Integrating City Planning and Environmental Improvement: Practicable Strategies for Sustainable Urban Development (Urban Plannin
£45.00 (Hardcover)
Review by Brian Goodey
Donald Miller and Gert de Roo, Ashgate 2004
This collection, first published in 1999, consists of 23 revised essays, produced under the auspices of the International Urban Planning and Environment Association. It represents a move from case studies of integrated urban planning and environmental quality, to theoretical development.
The content hints at a focus for research and policy which is re-shaping physical planning. It has encouraged a new generation of skills that has, thus far, not had sufficient impact on most approaches to urban design development achieved between the 1960s and 1980s. These urban design approaches made a solid entry into public policy literature by the 1990s and, possibly because if their visual reference and frequent reliance on public security interest, remains the focus of urban design.
Here the index reveals little or no reference to the established language of urban design – even the shared concerns of accessibility and density are hardly mentioned.
Sustainability, quality (of life) and policy rule with some of the inward-looking convolutions which often follow. Nevertheless, this is a language which all environmental planners (and designers) must learn, and despite its ponderous nature, this might be a good place to start.
The first part considers national policies for integrated environmental and spatial planning with the potential and problems of the Dutch system laid bare; useful commentaries from the USA, Spain and Australia follow.
The second part explains the regional approach to integration with case studies on Washington State, Rijnmond region of the Netherlands, the South East of England (a clear outline by H.R. Howes), and the Klang Valley of Malaysia.

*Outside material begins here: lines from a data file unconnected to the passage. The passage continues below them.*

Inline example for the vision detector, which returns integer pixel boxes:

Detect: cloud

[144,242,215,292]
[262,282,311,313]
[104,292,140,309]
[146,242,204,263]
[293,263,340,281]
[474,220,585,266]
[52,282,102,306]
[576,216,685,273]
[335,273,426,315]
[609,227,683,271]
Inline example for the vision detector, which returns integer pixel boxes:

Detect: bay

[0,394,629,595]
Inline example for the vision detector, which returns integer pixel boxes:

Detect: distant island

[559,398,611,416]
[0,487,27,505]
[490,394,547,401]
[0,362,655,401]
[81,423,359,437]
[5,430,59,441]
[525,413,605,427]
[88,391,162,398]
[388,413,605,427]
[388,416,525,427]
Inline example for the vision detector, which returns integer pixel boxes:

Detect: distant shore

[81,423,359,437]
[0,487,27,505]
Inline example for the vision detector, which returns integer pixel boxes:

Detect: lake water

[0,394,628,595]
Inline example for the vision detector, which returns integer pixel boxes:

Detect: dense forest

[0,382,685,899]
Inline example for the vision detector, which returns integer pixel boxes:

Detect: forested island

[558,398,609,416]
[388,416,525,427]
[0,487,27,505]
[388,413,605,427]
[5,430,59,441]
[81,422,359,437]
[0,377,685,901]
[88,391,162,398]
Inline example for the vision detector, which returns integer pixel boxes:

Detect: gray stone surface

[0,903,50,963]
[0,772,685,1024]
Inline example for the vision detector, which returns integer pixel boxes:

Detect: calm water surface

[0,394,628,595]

City-wide approaches form the third section. Here the cultural differences are more evident. A brief discussion of Saxony’s ‘Ecological City’ Model Project is followed by Blanco’s rewarding essay on the application of the Dutch model for integrated environmental zoning (IEZ) in Brooklyn (NYC) where illustration, insights and clarity rise above the book’s average. A concluding Dutch paper was revealing to this reader in its references to past voices such as Faludi, Friend and Jessop.
Logically the fourth part focuses on the neighbourhood where a passing theme of community participation might expect to be joined. This is evident in one of two Groningen case studies, and in a study of Yonge Street, Toronto, that is probably one of the most accessible to urban designers. A concluding paper on area-oriented environmental policy is also particularly revealing in its links between environmental ambitions and the specific qualities of areas (again in a Dutch context).
The final part is devoted to the use of indicators in integrated city planning and environmental impact – an area which has already been explored in urban design research. Cases for Washington State and Quito (Ecuador) are amongst the exploratory essays here.
In the fast-moving field, a set of 1999 essays has often been superseded by public policy and research development. But as the editors intend, this should remain a basic resource in the field for some time – long enough for a new generation of urban designers to come to terms with a new language but which nevertheless harks back to an established, but somewhat marginalised, strand in planning theory.